If that happens, India, as one of the most promising consumer markets in the Asia Pacific, may turn out to be a beneficiary. Given that previous India-bound deals from Japan have been sewn up at premium valuations (Reliance-Nippon Life, Ranbaxy-Dai Ichi Sankyo), that's good news for companies in autos, financial services and pharmaceuticals in India.

Inflation will hurt India Inc.

Having said all that, though, inflation is certainly one fallout of the disaster that can hit India Inc hard. Though the disaster has triggered a temporary decline in prices of critical commodities such as oil, coal and uranium from their peaks in February, rearchers warn of a late 2011 or early 2012 spike, as Japanese reconstruction demand feeds into tightly balanced world markets.

With about 8 per cent of Japan's power generation capacity knocked out by the disaster, expectations are for Japan to immediately restore generation by bringing idling gas-fired or oil-fired power capacity on-stream. The impact of additional Japanese demand on global crude oil may be muted, but that on LNG may be sizeable for the region. That's heightened input pressure on user industries such as chemicals, pet-coke and fertilisers, in India.

UBS Investment Research, in its March 25 report, estimates that with both India and China set to rely heavily on imports and mining costs heading up, thermal coal contract prices may be up sharply in 2011, especially if Japan shifts a little away from nuclear energy. The China-India factor will also be at work in the case of steel inputs such as iron ore and metallurgical coal where markets are likely to be in deficit by 2011 and 2012.
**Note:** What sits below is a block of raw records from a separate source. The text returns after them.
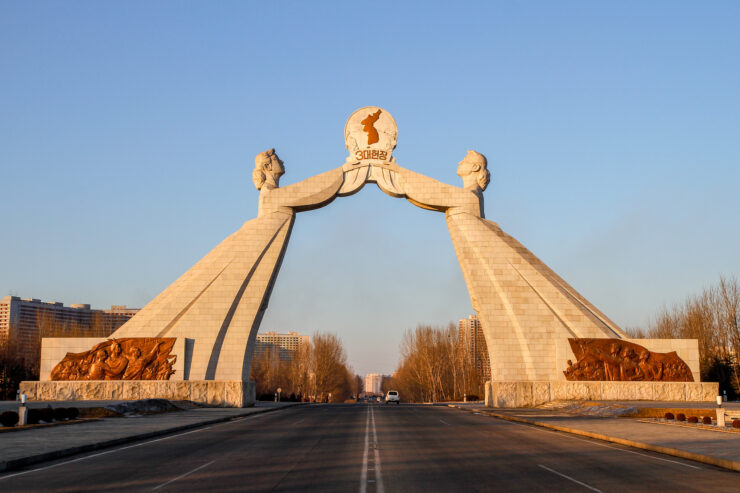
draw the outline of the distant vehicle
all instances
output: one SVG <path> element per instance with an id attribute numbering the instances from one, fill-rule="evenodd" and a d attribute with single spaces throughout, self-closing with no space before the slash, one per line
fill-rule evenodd
<path id="1" fill-rule="evenodd" d="M 385 403 L 390 404 L 391 402 L 395 402 L 396 404 L 401 403 L 401 397 L 398 395 L 397 390 L 389 390 L 387 394 L 385 394 Z"/>

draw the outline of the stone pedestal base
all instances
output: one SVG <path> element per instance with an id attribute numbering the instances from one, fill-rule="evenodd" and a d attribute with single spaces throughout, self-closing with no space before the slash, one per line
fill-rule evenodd
<path id="1" fill-rule="evenodd" d="M 716 382 L 486 382 L 487 407 L 534 407 L 550 401 L 710 401 Z"/>
<path id="2" fill-rule="evenodd" d="M 36 401 L 135 401 L 169 399 L 222 407 L 255 403 L 254 382 L 223 380 L 89 380 L 21 382 L 21 392 Z"/>

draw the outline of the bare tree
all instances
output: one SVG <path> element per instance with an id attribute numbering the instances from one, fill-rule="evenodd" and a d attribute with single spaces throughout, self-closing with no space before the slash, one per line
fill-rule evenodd
<path id="1" fill-rule="evenodd" d="M 334 334 L 316 333 L 311 340 L 315 395 L 342 402 L 351 393 L 351 377 L 342 341 Z"/>
<path id="2" fill-rule="evenodd" d="M 20 383 L 37 380 L 38 361 L 29 360 L 17 337 L 0 337 L 0 400 L 15 399 Z"/>
<path id="3" fill-rule="evenodd" d="M 466 394 L 480 395 L 476 354 L 467 337 L 458 334 L 454 324 L 446 328 L 420 325 L 407 331 L 392 385 L 409 401 L 462 400 Z"/>
<path id="4" fill-rule="evenodd" d="M 740 393 L 739 314 L 740 284 L 734 276 L 721 276 L 700 294 L 663 307 L 647 331 L 632 329 L 630 334 L 697 339 L 702 380 L 718 381 L 721 390 L 734 396 Z"/>
<path id="5" fill-rule="evenodd" d="M 343 402 L 357 385 L 342 342 L 334 334 L 314 334 L 311 344 L 300 346 L 290 358 L 281 358 L 277 347 L 269 348 L 252 359 L 250 376 L 263 397 L 281 388 L 296 399 Z"/>

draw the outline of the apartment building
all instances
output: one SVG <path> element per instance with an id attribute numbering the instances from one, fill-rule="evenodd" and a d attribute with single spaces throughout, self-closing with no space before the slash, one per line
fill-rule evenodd
<path id="1" fill-rule="evenodd" d="M 64 306 L 58 301 L 5 296 L 0 299 L 0 339 L 18 341 L 22 354 L 37 358 L 41 337 L 106 337 L 138 311 L 125 305 L 95 310 L 89 304 Z"/>
<path id="2" fill-rule="evenodd" d="M 380 373 L 368 373 L 365 375 L 365 393 L 380 394 L 383 391 L 383 378 Z"/>
<path id="3" fill-rule="evenodd" d="M 265 352 L 272 350 L 277 351 L 281 360 L 290 361 L 299 348 L 308 346 L 310 342 L 310 336 L 302 335 L 298 332 L 288 332 L 287 334 L 264 332 L 257 334 L 254 356 L 259 357 Z"/>
<path id="4" fill-rule="evenodd" d="M 475 369 L 483 381 L 491 379 L 491 362 L 488 356 L 488 346 L 483 335 L 483 328 L 477 315 L 470 315 L 460 320 L 460 340 L 465 341 L 470 356 L 475 361 Z"/>

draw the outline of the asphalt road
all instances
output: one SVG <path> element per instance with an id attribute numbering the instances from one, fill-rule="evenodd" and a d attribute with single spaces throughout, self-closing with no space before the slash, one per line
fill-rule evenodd
<path id="1" fill-rule="evenodd" d="M 0 475 L 0 491 L 740 491 L 704 464 L 445 407 L 311 405 Z"/>

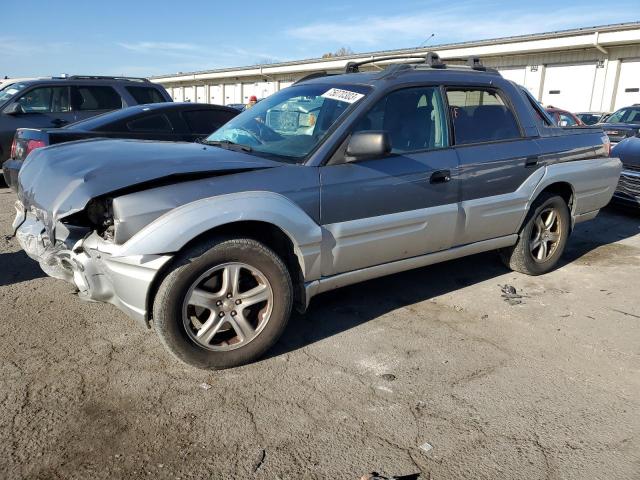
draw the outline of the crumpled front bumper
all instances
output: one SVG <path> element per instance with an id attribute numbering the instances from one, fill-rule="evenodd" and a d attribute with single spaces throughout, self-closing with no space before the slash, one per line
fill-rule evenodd
<path id="1" fill-rule="evenodd" d="M 44 224 L 16 202 L 13 226 L 20 246 L 49 276 L 68 281 L 83 300 L 111 303 L 148 326 L 150 287 L 171 255 L 118 256 L 97 233 L 52 244 Z"/>

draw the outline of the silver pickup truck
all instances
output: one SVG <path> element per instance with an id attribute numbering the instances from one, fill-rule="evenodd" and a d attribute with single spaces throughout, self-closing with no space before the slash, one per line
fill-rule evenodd
<path id="1" fill-rule="evenodd" d="M 344 285 L 487 250 L 553 269 L 616 188 L 607 136 L 554 126 L 477 60 L 395 60 L 303 79 L 202 144 L 35 150 L 17 237 L 199 368 L 258 358 L 293 308 Z"/>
For Indian users of these materials — power generators, metal and steel makers — the recent cool off in prices may be a limited window of opportunity to build up inventory of these critical raw materials.

Refining and petrochemical product makers such as Reliance Industries may be among the rare Indian beneficiaries of the Japanese disaster, as the shutdown of key Japanese petrochem capacity, tightens the supply of petrochemicals and packaging materials in the Asian region. While Reliance may benefit through better volumes and pricing power, makers of consumer goods and downstream chemicals — the users — may have to contend with input inflation that is a few notches higher than before.